Designing Tiny Machine Learning Model for Keyword Spotting Using Knowledge Distillation – A comprehensive review
Contributors
Selvaperumal P
Keywords
Proceeding
Track
Engineering and Sciences
License
Copyright (c) 2026 Sustainable Global Societies Initiative

This work is licensed under a Creative Commons Attribution-NonCommercial-NoDerivatives 4.0 International License.
Abstract
Small-footprint Keyword spotting (KWS) in an IoT or edge device is the process of identifying pre-defined keywords from speech in local resource constrained devices using light-weight machine learning models. Since these devices have highly constrained processing, memory, and power capacities, it is difficult to design a tiny machine learning model with accuracy similar to the large models for keyword spotting from speech. This exhaustive review systematically examines recent advances in tiny machine learning-based keyword spotting systems including the study of various models used, knowledge distillation process employed, and quantization process for model compression. Most of the works surveyed uses Google Speech Commands dataset (versions v1 and v2) as the benchmark dataset. Most of the reported works predominantly use hand-crafted acoustic features extracted from the raw audio waveforms, with Mel-Frequency Cepstral Coefficients (MFCC) (typically 10–40 coefficients) and log-Mel filterbank energies (LFBE) or log-Mel spectrograms (e.g., 40–80 Mel bins) being the most common inputs to both teacher and student models during training or distillation.

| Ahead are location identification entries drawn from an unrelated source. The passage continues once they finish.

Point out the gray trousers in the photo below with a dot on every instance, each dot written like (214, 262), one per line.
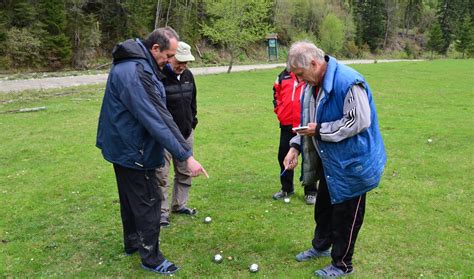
(181, 185)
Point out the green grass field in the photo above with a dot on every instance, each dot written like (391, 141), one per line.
(59, 203)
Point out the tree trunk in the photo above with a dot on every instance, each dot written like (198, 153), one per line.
(157, 14)
(168, 13)
(231, 62)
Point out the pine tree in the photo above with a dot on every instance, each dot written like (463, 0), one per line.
(369, 17)
(236, 24)
(448, 13)
(464, 36)
(56, 46)
(435, 40)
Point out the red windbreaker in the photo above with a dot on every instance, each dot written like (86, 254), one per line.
(286, 98)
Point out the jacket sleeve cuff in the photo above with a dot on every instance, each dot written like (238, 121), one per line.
(296, 146)
(318, 130)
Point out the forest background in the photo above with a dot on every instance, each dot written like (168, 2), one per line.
(54, 35)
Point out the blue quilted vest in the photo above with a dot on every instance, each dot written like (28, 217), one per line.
(355, 165)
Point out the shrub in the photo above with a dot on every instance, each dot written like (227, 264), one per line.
(22, 48)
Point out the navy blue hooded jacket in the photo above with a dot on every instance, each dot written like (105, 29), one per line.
(134, 124)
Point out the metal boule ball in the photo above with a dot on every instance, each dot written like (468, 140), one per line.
(253, 267)
(218, 258)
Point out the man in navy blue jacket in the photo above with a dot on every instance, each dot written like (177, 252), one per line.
(134, 128)
(342, 148)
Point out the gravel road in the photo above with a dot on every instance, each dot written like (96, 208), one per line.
(57, 82)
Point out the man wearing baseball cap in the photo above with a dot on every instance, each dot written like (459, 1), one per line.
(181, 102)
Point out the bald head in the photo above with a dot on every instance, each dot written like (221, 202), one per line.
(302, 53)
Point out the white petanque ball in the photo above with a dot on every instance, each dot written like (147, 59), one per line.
(253, 268)
(217, 258)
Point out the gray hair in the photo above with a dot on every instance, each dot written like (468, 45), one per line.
(162, 37)
(301, 53)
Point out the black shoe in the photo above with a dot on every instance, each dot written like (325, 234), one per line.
(164, 222)
(130, 252)
(282, 194)
(186, 211)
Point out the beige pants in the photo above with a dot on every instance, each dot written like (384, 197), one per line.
(182, 182)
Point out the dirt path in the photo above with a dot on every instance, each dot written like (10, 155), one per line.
(57, 82)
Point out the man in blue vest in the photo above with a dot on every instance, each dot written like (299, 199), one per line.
(134, 128)
(342, 148)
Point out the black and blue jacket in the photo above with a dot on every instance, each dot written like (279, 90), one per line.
(181, 99)
(134, 123)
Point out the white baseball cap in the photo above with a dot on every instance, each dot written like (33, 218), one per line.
(183, 52)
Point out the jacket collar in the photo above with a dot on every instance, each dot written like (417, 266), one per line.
(328, 80)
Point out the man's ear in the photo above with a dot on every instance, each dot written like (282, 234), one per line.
(156, 47)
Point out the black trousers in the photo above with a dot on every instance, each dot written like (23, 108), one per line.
(140, 208)
(286, 179)
(337, 225)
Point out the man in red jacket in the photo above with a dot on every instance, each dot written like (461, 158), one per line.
(286, 101)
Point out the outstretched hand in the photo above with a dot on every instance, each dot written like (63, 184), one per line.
(195, 167)
(291, 159)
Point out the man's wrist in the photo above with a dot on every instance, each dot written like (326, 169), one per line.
(296, 147)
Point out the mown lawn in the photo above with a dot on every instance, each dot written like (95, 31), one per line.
(59, 204)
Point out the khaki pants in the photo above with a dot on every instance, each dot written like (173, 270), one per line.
(181, 185)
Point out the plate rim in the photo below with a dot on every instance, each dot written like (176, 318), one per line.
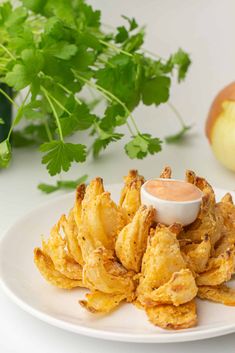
(166, 337)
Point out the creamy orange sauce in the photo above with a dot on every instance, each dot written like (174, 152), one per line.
(173, 190)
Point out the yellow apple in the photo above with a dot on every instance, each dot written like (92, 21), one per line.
(220, 126)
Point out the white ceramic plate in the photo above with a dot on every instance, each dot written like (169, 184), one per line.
(24, 285)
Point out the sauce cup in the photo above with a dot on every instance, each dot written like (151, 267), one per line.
(169, 212)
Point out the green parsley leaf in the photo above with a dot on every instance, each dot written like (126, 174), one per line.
(132, 22)
(59, 155)
(23, 74)
(62, 50)
(122, 35)
(81, 119)
(16, 18)
(35, 5)
(156, 90)
(103, 141)
(178, 136)
(133, 43)
(5, 154)
(182, 60)
(141, 145)
(62, 184)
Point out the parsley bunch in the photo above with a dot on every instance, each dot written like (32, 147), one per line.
(53, 49)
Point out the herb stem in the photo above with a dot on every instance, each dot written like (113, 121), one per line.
(48, 131)
(110, 97)
(9, 98)
(7, 51)
(18, 115)
(114, 47)
(54, 113)
(178, 115)
(59, 104)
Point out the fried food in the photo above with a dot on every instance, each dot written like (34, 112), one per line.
(55, 248)
(102, 219)
(166, 173)
(102, 303)
(219, 294)
(77, 209)
(197, 255)
(71, 235)
(162, 263)
(209, 220)
(51, 275)
(132, 240)
(218, 271)
(132, 175)
(130, 194)
(172, 317)
(102, 272)
(180, 289)
(120, 253)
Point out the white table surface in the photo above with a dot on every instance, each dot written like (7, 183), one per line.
(206, 29)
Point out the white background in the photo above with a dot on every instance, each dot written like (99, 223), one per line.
(206, 29)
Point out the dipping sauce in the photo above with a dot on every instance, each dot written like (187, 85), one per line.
(173, 190)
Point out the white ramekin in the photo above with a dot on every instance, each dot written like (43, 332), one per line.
(169, 212)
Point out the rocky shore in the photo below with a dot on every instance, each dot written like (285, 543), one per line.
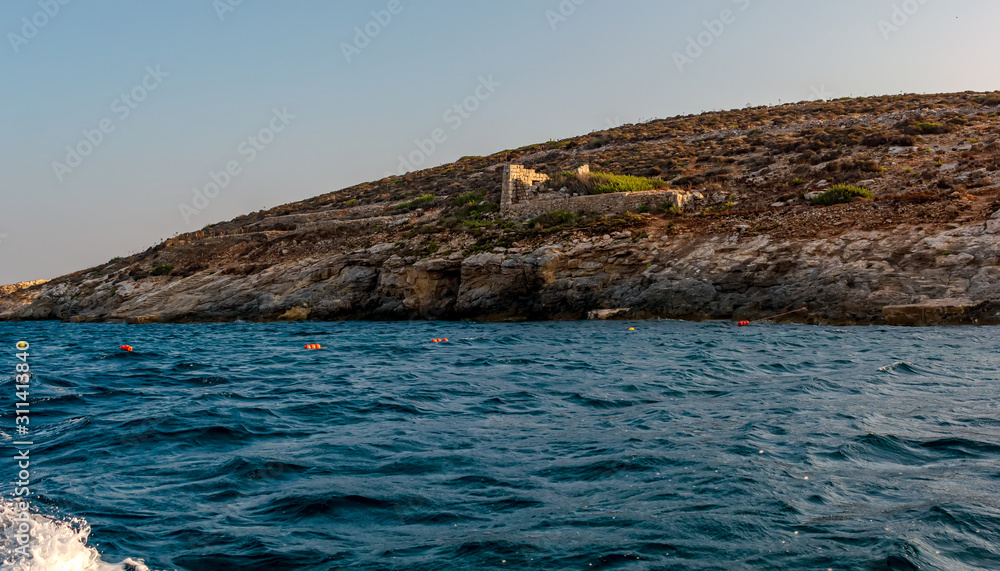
(923, 251)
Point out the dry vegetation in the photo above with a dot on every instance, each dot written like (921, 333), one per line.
(928, 160)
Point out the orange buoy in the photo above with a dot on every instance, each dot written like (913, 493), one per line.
(745, 323)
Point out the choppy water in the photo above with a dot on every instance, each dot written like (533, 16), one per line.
(515, 446)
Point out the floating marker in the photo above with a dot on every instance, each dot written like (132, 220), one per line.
(745, 323)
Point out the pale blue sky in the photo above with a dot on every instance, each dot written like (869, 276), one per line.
(604, 63)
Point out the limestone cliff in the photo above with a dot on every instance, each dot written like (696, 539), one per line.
(432, 245)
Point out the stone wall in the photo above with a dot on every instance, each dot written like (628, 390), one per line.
(520, 196)
(517, 179)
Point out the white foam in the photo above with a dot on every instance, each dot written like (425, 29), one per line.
(56, 545)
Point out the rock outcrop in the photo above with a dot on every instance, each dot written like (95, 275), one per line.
(898, 276)
(435, 245)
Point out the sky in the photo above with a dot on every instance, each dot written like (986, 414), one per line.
(125, 122)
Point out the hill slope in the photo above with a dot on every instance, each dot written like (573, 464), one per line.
(431, 244)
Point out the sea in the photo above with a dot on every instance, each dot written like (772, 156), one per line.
(550, 445)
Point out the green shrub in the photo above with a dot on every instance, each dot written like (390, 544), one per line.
(468, 198)
(842, 194)
(553, 218)
(606, 183)
(416, 202)
(161, 270)
(929, 129)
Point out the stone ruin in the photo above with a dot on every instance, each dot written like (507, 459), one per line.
(524, 195)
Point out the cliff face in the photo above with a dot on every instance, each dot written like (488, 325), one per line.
(847, 279)
(431, 246)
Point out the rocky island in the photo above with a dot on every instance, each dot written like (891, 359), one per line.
(879, 210)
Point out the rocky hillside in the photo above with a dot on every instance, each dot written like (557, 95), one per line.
(432, 245)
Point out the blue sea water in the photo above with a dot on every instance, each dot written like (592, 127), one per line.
(512, 446)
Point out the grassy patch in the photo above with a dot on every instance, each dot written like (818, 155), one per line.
(606, 183)
(416, 202)
(553, 219)
(842, 194)
(161, 270)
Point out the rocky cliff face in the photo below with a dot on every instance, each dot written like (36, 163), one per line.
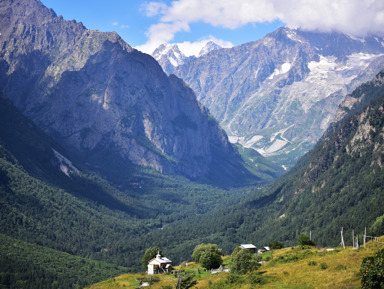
(279, 94)
(96, 94)
(170, 56)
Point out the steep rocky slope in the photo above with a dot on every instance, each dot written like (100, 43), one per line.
(170, 56)
(279, 94)
(340, 183)
(104, 99)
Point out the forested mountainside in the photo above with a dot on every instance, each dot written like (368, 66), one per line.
(340, 183)
(103, 100)
(49, 200)
(24, 265)
(279, 94)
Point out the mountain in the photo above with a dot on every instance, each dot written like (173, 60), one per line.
(33, 266)
(47, 199)
(170, 56)
(340, 183)
(279, 94)
(105, 102)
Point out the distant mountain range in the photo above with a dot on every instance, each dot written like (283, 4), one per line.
(170, 56)
(279, 94)
(338, 184)
(109, 104)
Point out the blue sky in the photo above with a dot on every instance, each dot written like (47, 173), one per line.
(147, 24)
(128, 18)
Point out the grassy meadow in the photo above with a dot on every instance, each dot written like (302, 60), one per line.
(293, 267)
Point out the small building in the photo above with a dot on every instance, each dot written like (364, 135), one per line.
(159, 265)
(264, 249)
(248, 247)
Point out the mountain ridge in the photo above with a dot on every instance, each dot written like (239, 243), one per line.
(97, 96)
(278, 94)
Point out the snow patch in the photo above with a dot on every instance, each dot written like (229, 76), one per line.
(252, 141)
(194, 48)
(173, 62)
(283, 69)
(66, 165)
(235, 139)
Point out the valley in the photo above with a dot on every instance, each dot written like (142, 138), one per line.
(105, 152)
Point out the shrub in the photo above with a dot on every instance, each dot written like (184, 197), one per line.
(341, 267)
(257, 278)
(244, 261)
(200, 249)
(372, 271)
(304, 240)
(275, 245)
(210, 260)
(150, 253)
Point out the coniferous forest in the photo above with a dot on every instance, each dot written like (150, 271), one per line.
(95, 172)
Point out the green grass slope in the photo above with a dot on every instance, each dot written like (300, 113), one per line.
(25, 265)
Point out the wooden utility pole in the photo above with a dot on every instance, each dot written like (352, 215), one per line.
(365, 235)
(353, 238)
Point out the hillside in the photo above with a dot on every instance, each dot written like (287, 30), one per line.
(111, 106)
(49, 200)
(279, 94)
(24, 265)
(292, 267)
(338, 184)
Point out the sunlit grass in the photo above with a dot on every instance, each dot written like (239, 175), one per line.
(295, 267)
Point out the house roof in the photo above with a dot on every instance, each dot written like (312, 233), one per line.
(159, 260)
(248, 246)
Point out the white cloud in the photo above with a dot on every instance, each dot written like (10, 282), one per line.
(356, 17)
(161, 33)
(194, 48)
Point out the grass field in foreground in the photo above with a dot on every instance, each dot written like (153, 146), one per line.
(295, 267)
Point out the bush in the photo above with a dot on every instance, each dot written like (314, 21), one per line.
(372, 271)
(210, 260)
(257, 278)
(244, 261)
(341, 267)
(304, 240)
(200, 249)
(275, 245)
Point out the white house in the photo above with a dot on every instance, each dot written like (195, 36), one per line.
(248, 247)
(159, 265)
(264, 249)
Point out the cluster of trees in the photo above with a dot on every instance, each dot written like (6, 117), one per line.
(372, 271)
(208, 256)
(24, 265)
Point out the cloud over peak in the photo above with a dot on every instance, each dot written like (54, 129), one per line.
(355, 17)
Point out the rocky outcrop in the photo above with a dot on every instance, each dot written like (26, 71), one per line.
(94, 93)
(279, 94)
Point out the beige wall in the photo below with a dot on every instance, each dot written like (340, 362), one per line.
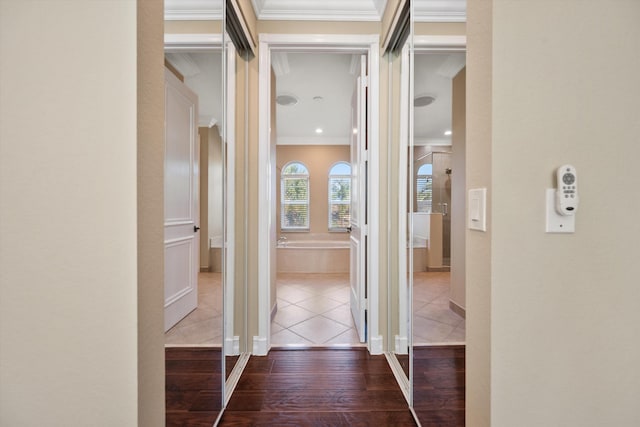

These acoustic features serve as the foundation for feeding efficient neural networks—such as CNNs (e.g., DS-CNN, BC-ResNet), Transformers (e.g., DistilHuBERT and LightHuBERT), or hybrid designs—during both teacher training and student distillation. Subsequently, knowledge distillation techniques (e.g., soft targets/logits, layer-wise hidden representations, contextualized latent transfer, or robust variants like VIC-KD) compress the model. The surveyed approaches produce substantial reductions in model size (often 29–75%) and inference cost while preserving accuracy. This survey is conducted to study the current keyword spotting models and identifying research gaps in them.